Rachel, 36-year-old woman suffering Severe Anxiety and Depression with Wedding Fast Approaching
“In these stories, the identities and locations have been changed to ensure client confidentiality.”
Rachel is a 36-year-old woman who came to see me for two reasons. The first was that she wasn’t able to attend work because of both anxiety and depression. The second was that she was due to get married in six weeks and she feared that her anxiety would prevent her from being able to attend her own wedding. During Rachel’s initial evaluation, she endorsed having symptoms consistent with multiple conditions including Panic Disorder with Agoraphobia, Social Anxiety Disorder, Alcohol Use Disorder, and Major Depressive Disorder. I also discovered that she had tried several antidepressants in the past. Nothing had seemed to work and Rachel was feeling hopeless that she would ever feel good enough to be able to attend work or go to her wedding. Because of her depression, she had missed work for several prolonged periods of time in the past two months. She was also drinking up to one bottle of red wine several times per week in an effort to numb herself from all the emotional pain she was experiencing. She told me that her anxiety was preventing her from doing even simple things such as going to the grocery store or even driving. She had started having panic attacks while driving and was very worried that she could have another one and cause a motor vehicle accident. I remember what it was like meeting with Rachel in the beginning. She reported she had lost almost all hope, she felt like she wasn’t good enough for her fiancé or her job. She did not wear any makeup, wore sweatpants and an old beaten up jacket, and made little eye contact with me. I sensed that she was really frustrated with herself and her life and that things had reached a breaking point in her life.

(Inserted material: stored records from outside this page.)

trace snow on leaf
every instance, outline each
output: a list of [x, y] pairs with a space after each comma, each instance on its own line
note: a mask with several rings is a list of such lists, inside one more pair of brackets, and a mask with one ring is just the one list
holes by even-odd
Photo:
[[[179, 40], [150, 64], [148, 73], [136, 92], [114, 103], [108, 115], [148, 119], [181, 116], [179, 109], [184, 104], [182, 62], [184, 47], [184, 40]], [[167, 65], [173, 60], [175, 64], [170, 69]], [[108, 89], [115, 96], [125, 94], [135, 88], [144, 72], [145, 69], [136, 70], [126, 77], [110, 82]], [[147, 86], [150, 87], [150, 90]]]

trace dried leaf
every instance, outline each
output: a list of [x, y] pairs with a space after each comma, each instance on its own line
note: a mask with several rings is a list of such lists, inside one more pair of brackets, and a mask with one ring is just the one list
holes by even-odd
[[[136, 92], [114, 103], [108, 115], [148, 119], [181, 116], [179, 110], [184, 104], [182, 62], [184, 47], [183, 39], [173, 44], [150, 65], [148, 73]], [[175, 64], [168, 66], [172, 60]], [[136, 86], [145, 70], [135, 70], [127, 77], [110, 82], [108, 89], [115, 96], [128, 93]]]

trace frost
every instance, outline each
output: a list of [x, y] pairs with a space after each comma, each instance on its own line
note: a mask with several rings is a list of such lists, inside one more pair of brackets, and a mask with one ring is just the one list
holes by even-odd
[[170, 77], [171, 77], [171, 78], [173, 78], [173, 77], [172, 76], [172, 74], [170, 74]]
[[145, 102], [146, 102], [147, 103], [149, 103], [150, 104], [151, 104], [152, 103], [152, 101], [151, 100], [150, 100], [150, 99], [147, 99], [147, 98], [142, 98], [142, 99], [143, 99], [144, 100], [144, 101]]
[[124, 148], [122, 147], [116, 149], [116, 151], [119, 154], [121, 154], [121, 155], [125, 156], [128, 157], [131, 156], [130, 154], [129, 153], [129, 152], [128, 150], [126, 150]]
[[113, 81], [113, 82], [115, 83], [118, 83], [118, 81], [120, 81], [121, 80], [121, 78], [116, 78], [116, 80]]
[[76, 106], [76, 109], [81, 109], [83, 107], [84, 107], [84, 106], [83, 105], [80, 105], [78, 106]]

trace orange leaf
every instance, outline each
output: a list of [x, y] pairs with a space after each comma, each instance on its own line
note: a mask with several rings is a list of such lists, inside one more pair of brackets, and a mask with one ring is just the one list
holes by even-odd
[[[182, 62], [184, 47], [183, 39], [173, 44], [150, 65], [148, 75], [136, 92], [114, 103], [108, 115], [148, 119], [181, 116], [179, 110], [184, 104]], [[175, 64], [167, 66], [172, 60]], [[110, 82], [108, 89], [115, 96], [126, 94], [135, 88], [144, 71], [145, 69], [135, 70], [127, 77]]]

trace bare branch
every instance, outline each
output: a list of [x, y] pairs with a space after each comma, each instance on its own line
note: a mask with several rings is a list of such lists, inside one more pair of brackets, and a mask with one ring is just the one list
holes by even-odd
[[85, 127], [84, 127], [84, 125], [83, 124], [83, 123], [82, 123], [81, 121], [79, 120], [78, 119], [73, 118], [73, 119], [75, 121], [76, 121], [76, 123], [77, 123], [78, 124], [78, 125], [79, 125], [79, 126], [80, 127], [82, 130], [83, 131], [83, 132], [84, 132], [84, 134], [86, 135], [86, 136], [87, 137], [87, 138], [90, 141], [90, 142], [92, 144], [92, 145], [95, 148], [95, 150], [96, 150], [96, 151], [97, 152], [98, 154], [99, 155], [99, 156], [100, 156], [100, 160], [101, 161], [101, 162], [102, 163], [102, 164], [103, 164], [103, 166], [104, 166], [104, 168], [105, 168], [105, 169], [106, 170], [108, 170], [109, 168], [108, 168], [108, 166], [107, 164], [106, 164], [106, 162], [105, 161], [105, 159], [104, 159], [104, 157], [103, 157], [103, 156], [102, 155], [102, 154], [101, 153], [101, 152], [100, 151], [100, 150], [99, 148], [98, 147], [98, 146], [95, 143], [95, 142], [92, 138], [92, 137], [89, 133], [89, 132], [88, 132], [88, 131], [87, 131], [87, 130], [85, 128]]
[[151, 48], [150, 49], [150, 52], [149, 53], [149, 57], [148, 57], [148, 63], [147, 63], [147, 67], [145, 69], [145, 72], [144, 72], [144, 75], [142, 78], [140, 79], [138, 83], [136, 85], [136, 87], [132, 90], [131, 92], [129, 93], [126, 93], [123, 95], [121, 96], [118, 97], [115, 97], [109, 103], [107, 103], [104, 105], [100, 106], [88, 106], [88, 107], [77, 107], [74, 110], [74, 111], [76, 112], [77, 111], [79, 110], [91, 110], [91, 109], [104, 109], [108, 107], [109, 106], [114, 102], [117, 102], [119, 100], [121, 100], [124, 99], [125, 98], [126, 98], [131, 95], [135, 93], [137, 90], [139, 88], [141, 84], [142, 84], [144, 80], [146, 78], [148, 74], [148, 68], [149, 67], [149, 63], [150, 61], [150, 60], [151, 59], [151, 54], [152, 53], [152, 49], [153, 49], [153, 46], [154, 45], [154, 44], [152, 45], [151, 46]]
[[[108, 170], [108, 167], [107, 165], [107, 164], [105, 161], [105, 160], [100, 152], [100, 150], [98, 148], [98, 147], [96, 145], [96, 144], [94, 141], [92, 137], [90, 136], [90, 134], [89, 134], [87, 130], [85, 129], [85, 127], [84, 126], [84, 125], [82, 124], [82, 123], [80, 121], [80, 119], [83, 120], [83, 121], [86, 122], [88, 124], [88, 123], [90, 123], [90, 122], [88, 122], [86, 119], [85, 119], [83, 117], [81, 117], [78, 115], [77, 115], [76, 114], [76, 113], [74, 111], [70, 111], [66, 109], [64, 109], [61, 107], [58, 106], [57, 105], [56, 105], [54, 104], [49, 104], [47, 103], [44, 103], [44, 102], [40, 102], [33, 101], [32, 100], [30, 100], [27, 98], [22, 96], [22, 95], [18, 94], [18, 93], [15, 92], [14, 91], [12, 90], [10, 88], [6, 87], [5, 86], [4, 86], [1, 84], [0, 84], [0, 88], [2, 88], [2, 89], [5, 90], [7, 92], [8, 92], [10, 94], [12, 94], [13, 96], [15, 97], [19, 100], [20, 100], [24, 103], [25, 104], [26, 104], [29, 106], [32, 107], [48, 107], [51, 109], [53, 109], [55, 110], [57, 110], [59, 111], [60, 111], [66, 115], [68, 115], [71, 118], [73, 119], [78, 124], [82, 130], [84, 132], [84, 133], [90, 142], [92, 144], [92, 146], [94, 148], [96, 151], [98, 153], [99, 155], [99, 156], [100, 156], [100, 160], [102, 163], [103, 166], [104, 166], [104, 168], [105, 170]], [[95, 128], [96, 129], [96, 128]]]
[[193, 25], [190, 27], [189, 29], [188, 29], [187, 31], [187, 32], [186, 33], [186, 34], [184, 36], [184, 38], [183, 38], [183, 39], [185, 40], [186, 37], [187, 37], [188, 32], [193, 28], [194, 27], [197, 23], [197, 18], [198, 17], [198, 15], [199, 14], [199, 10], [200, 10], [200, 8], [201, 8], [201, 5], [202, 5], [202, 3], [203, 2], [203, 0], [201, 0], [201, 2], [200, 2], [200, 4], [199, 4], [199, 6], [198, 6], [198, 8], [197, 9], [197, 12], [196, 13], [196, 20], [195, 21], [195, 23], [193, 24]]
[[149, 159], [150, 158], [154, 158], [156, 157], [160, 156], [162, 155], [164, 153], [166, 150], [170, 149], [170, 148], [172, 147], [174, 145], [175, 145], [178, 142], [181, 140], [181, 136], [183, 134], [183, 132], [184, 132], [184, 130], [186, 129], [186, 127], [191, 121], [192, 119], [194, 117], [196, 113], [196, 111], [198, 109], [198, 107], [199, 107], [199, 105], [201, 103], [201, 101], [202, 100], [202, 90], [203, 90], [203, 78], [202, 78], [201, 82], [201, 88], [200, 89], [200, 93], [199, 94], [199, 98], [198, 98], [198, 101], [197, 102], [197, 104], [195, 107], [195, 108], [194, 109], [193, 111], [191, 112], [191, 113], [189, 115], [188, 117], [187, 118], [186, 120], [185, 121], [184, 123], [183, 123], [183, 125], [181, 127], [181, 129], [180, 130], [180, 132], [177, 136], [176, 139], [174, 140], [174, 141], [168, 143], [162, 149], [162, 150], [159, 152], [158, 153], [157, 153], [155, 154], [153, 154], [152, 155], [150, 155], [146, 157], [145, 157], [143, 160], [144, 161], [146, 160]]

Fortunately, I was able to prescribe a medication for Rachel which provided her significant relief from her anxiety after a short period of time. In addition, after carefully establishing a rapport with her and helping her to find hope, I then provided her with behavioral strategies to help her understand and manage her anxiety more effectively. The medication and psychotherapy soon began to work even more effectively. After just a few weeks, Rachel’s anxiety quickly began to wane; as her anxiety lessened, her depression did as well. It became evident to me that her depression stemmed from her anxiety. She began to socialize with friends again and was able to do little things such as go to the grocery store and drive. She started working again. I also did some genetic testing to help better manage her symptoms with a more targeted medication approach. It was discovered that Rachel was deficient in dopamine because of an overactive enzyme in her brain. I provided her with a medication to compensate for this and as a result she also became much more productive at work. In a short period of time, her anxiety and depression had lessened significantly and she was more productive. Now she presented as well dressed, had also done up her hair and makeup, and it was notable that she now maintained good eye contact with me throughout our sessions. Rachel decided that she would be able to attend her wedding as planned and was looking forward to it. She was also no longer drinking alcohol to excess. It was rewarding to see how quickly she improved; in less than six weeks she had started working again, attended her wedding, and even traveled to multiple countries overseas for her honeymoon.